Alzheimer city esiste in questa veste da tre anni. Prima era una casa di cura e di riposo tradizionale. Quando, alla morte dei genitori, due dei fondatori si trovarono entrambi a pensare «per fortuna non sono dovuti venire qui», è cominciata l’evoluzione. Prima sono state garantite ai residenti camere separate. Poi è stata aggiunta una cucina in ogni edificio. Infine la clinica è stata abbattuta e al suo posto è sorto il villaggio, costato 19,3 milioni di euro e finanziato quasi interamente con soldi pubblici. La retta mensile, circa 5 mila euro, è in parte pagata dal governo, in parte dai residenti in base al reddito, come per ogni altra clinica nei Paesi Bassi. Stranamente, per essere un posto visitato di continuo da delegazioni di esperti (preso anche a modello per una struttura che l’imprenditore Markus
Voegtlin progetta di costruire in Svizzera), ad Alzheimer city dicono di non avere dati scientifici su quanto funzioni questo tipo di trattamento. Possono però fare il confronto tra il prima e il dopo. «Oggi usiamo molti meno farmaci, ci sono pochissimi casi di comportamenti aggressivi tra i malati, non capita mai di doverli legare» riferisce van Zuthem.

Fa pensare, questo posto. La demenza è una delle condizioni più tremende da immaginare per sé o per i propri cari. Dovendo scegliere, è meglio l’inganno di una città finta o la verità di una casa di cura? Chi sa di che cosa si parla non ha dubbi. Fanno sorridere gli stili di vita delle case di Alzheimer city ? Inquieta l’idea di essere catalogati in base al questionario preparato da una società di ricerca? «Niente affatto. È un esempio di come ci si può occupare della persona, invece che solo della sua malattia.

Entrando in una delle case a tema «alta società», l’odore ricorda letti d’ospedale, ma è solo un attimo. In soggiorno ci sono poltrone con una bella tappezzeria, il caminetto, lampadari a gocce sopra il tavolo di legno scuro e la scacchiera pronta come se qualcuno stesse per fare una partita. Qui la cucina non è a vista: impensabile, in una casa della ricca borghesia, pranzare tra i fornelli. Dopo poco comincia a diffondersi il profumino di una pietanza al curry. La cena di stasera fa parte del pacchetto di extra che ciascuna casa può decidere autonomamente di concedersi, magari vino buono o cibo più sofisticato di tanto in tanto. È stata preparata e verrà servita a tavola nei vassoi, da quella che probabilmente qui tutti scambiano per la cameriera.

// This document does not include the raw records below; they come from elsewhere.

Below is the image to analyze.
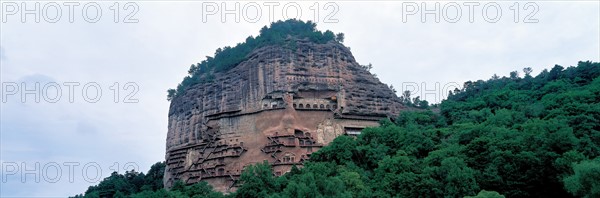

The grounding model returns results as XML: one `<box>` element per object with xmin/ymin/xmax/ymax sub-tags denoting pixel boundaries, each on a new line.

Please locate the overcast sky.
<box><xmin>0</xmin><ymin>1</ymin><xmax>600</xmax><ymax>197</ymax></box>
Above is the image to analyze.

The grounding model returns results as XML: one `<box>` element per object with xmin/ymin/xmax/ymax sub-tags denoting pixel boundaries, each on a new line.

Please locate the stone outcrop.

Jo Jacobs è seduto al tavolo di fronte a due giornali. È un omone elegante, con i capelli bianchi pettinati da una parte. Saluta in inglese, al contrario delle persone incontrate finora, che si esprimevano in fiammingo. Racconta che aveva una fabbrica di montature di occhiali e che ha girato tanto per lavoro, in tutta Europa e negli Stati Uniti. Mentre parla, sembra non fare alcun caso agli altri ospiti della casa, alla donna seduta di fronte a lui con lo sguardo perso nel vuoto, o a quella sulla sedia a rotelle, che cantilena senza sosta. «Quando arriva il taxi per l’aeroporto?» chiede a un certo punto. Nella sua testa, Jacobs deve di nuovo essere in partenza per un viaggio. Si sta bene qui? «Oh, yes» risponde con entusiasmo. «Ci sono tante persone interessanti con cui parlare. E un sacco di buoni ristoranti».